Durante o jogo entre Corinthians e Cruzeiro pelo Brasileirão, o narrador elogiou o meio-campista e capitão Romero e indagou sobre outros capitães importantes da história do Cruzeiro. Falaram do excepcional meia Alex, que atuou pelo Cruzeiro e pelo Palmeiras e se esqueceram de Piazza, grande jogador e importante capitão do Cruzeiro durante um longo tempo. Piazza, campeão do mundo em 1970, só não foi capitão da seleção porque o cargo já era ocupado pelo lateral Carlos Alberto.
A turma mais jovem sabe pouco do passado por desinteresse e/ou porque acha que a vida e o futebol começaram com a internet. É preciso conhecer o passado para entender o presente.
Nesta quarta (19), contra o Cruzeiro, Leonardo Jardim vai escalar o Flamengo que goleou o Mirassol por 5 a 1 ou vai repetir a equipe do início do primeiro jogo no Mineirão, contra o Cruzeiro, sem Pedro, Paquetá e Varela?

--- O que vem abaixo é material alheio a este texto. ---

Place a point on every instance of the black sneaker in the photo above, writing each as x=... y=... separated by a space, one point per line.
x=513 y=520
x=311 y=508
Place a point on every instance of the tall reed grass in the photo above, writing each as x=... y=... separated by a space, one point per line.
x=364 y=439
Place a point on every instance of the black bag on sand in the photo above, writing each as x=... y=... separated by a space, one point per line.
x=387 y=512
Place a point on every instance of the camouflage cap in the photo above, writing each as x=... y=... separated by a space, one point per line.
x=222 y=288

Prefiro Paquetá na posição em que jogou contra o Mirassol, mais recuado, próximo de Pulgar, vindo de trás com a ampla visão do conjunto, o que facilita seus passes precisos e surpreendentes. Mas, com ele nessa função, teria de sair Jorginho ou Pulgar, a não ser que o técnico formasse uma trinca com Arrascaeta à frente dos três.
Paquetá, provavelmente, estará na primeira convocação de Carlo Ancelotti após o fracasso na Copa. Bruno Guimarães é nome certo na lista do técnico. O jogador, progressivamente, conquistou o prestígio de um dos grandes meio-campistas do mundo. Foi contratado por uma fortuna pelo Arsenal, vindo do Newcastle.

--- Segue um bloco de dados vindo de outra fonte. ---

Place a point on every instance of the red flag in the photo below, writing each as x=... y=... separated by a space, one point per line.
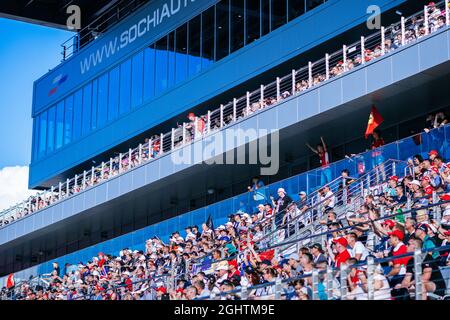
x=10 y=281
x=375 y=119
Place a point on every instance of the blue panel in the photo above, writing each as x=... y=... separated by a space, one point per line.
x=435 y=52
x=354 y=85
x=42 y=134
x=77 y=114
x=149 y=72
x=68 y=120
x=139 y=177
x=87 y=109
x=113 y=94
x=287 y=115
x=137 y=80
x=330 y=95
x=102 y=102
x=181 y=59
x=101 y=193
x=161 y=66
x=308 y=104
x=380 y=75
x=59 y=125
x=51 y=128
x=126 y=183
x=113 y=188
x=171 y=60
x=94 y=104
x=405 y=63
x=125 y=86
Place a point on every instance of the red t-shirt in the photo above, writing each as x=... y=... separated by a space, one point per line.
x=324 y=159
x=402 y=249
x=341 y=258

Já estreou e atuou muito bem na vitória do Arsenal por 3 a 0 sobre o Manchester City, na Supercopa da Inglaterra. Bruno é um dos meio-campistas que marcam, constroem e avançam de uma intermediária à outra com muita eficiência e talento. É o único com essa qualidade no futebol brasileiro.
No Cruzeiro, Gerson e Matheus Pereira têm chances de ser chamados por Ancelotti. A renovação deve ser feita com jovens e com jogadores já bastante conhecidos que não foram ao Mundial, como os dois do Cruzeiro.
A seleção, com a saída de Neymar, não tem um meia clássico como Matheus Pereira, que joga da intermediária para o gol, embora eu goste mais do desenho tático com um meio-campista mais recuado que marca e inicia as jogadas ofensivas, com um meio-campista de cada lado, que atua de uma intermediária à outra. Assim jogam o atual melhor time do (PSG) e a melhor seleção do mundo (Espanha).
Com a saída de Casemiro da seleção e, provavelmente, a do reserva Fabinho, Ancelotti está à procura de um substituto na posição. Dos que atuam no Brasil e no exterior, prefiro Marlon Freitas, do Palmeiras. Ele é alto, forte, bom na marcação e tem um passe rápido e eficiente. Falta um Rodri ao futebol brasileiro.
Neste meio de semana, teremos jogos decisivos pela Libertadores que ficarão na história do futebol, dos clubes, dos treinadores, dos torcedores e de todas as pessoas envolvidas com o esporte. As histórias precisam ser mais bem conhecidas e mais transmitidas para as futuras gerações.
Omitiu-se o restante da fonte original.